Felicia Moore

Felicia Moore, Atlanta City Council president and mayoral candidate, becomes emotional while hugging a longtime supporter at her election night party Tuesday, Nov. 2, 2021 in Atlanta.

Credit: Ben Gray/AP Photo

City Council President Felicia Moore and City Councilmember Andre Dickens will face each other in a runoff after emerging as the top two candidates in Atlanta’s mayoral race — with Dickens edging out former mayor Kasim Reed.

When voters took to the polls on Tuesday, polls indicated a large chunk did not know who they were going to support. But after ballots were counted, Moore and Dickens earned enough votes to advance to a runoff.

Despite launching a comeback bid to serve a third term after leaving office in 2018, Reed — who had polled among the top two candidates despite his checkered past — came in third. Only the top two candidates advance to the runoff.

“As the race moves forward in a runoff, I will continue to work on behalf of the city that I love to ensure that we remain that shining city on a hill,” Reed said in conceding defeat.

The frontrunner, Moore, received about 40% of the votes cast in the municipal election; Dickens followed behind with 23% and Reed came close behind with about 22%.

Buckhead businesswoman Sharon Gay came in fourth with just under 7% of the vote and City Councilmember Antonio Brown finished fifth with about 5% of votes.

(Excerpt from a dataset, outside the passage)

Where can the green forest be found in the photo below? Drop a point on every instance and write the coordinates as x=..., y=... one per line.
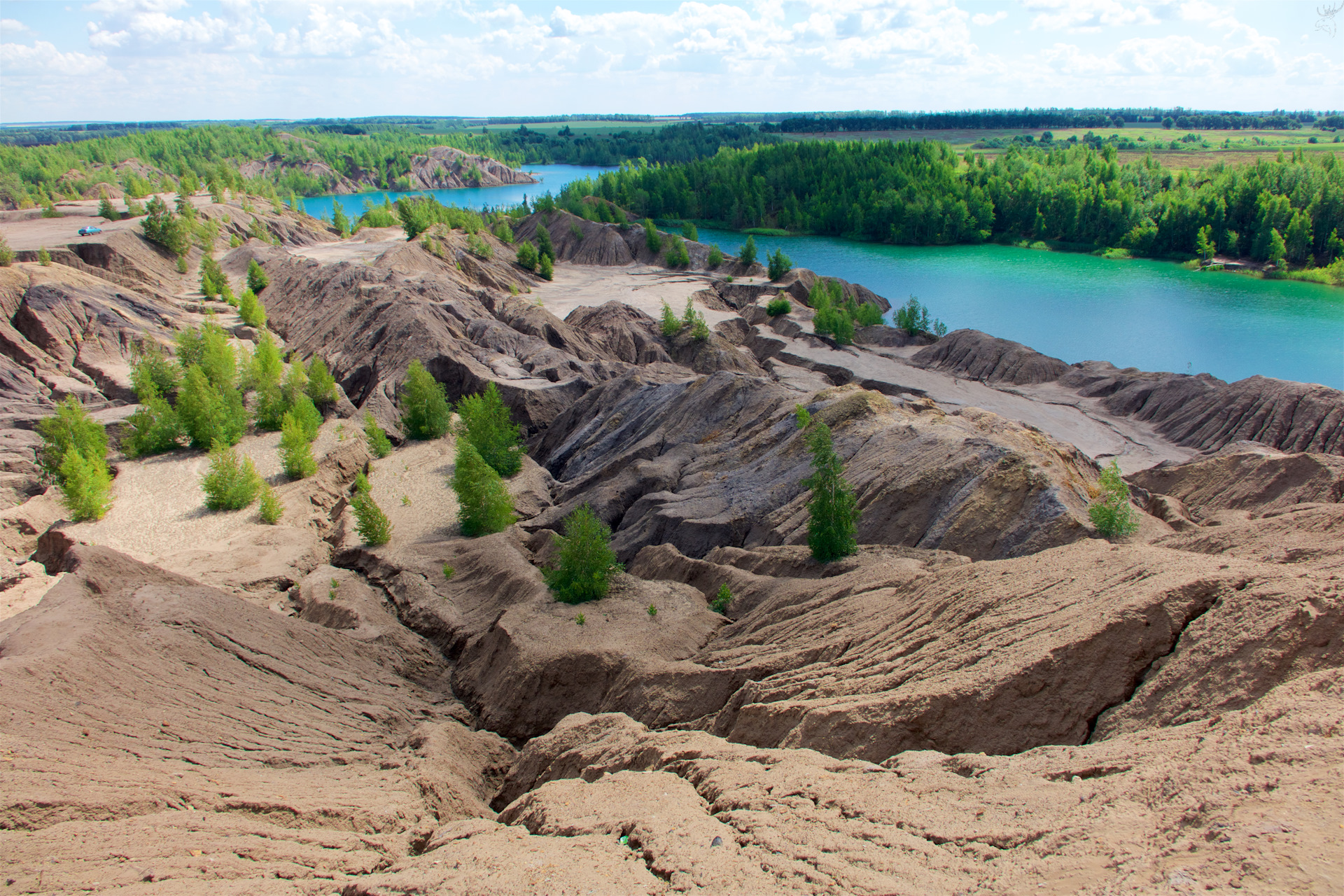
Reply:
x=925, y=194
x=213, y=153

Political experts expected Moore to face Reed in a runoff after early polls showed the pair as the top two candidates. During debates leading up to the race, other candidates targeted the pair's political records.

Still, polls indicated about 40% of voters were undecided, leaving an opening for any other candidate to capitalize on in the weeks leading up to Election Day. Dickens took advantage, building a strong ground game in the final weeks to surge into second.

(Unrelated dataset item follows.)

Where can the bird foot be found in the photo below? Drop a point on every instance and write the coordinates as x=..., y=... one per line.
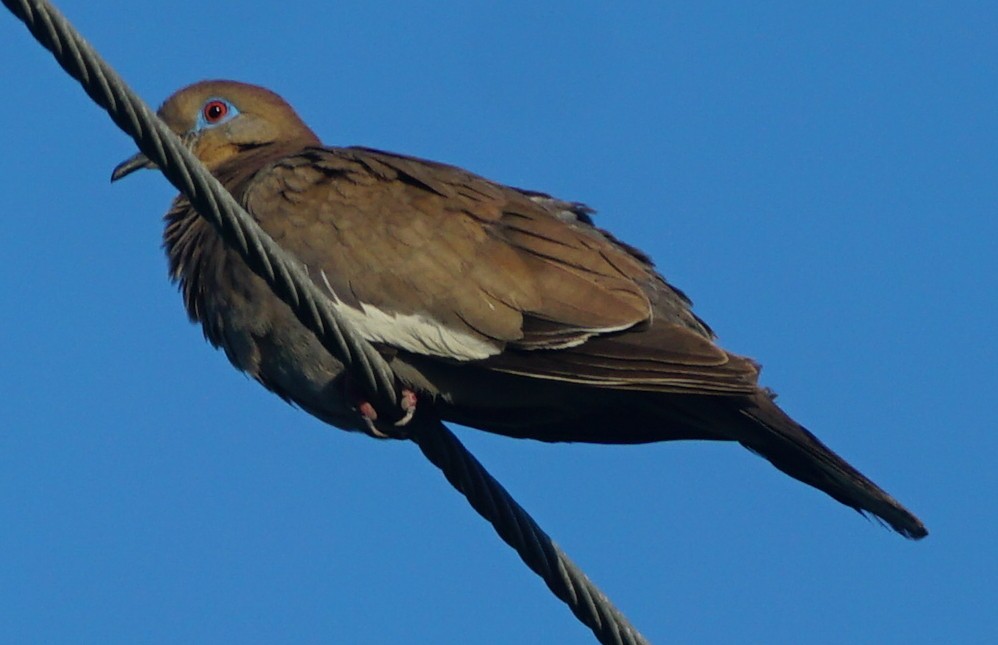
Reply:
x=408, y=404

After current Mayor Keisha Lance Bottoms announced she would not seek reelection in May, a crowded field of candidates lined up for the high-profile position.

But the leadership role of Atlanta will come with significant challenges. Atlanta is grappling with a spike in violent crime — much like is being seen across the country. The increase has led to an effort by some Buckhead residents to secede from the city completely.

Moore has a long record in Atlanta government, including serving as a city council member for two decades and city council president since January 2018.

Dickens was elected to a citywide seat on the council in 2013 and reelected in 2017.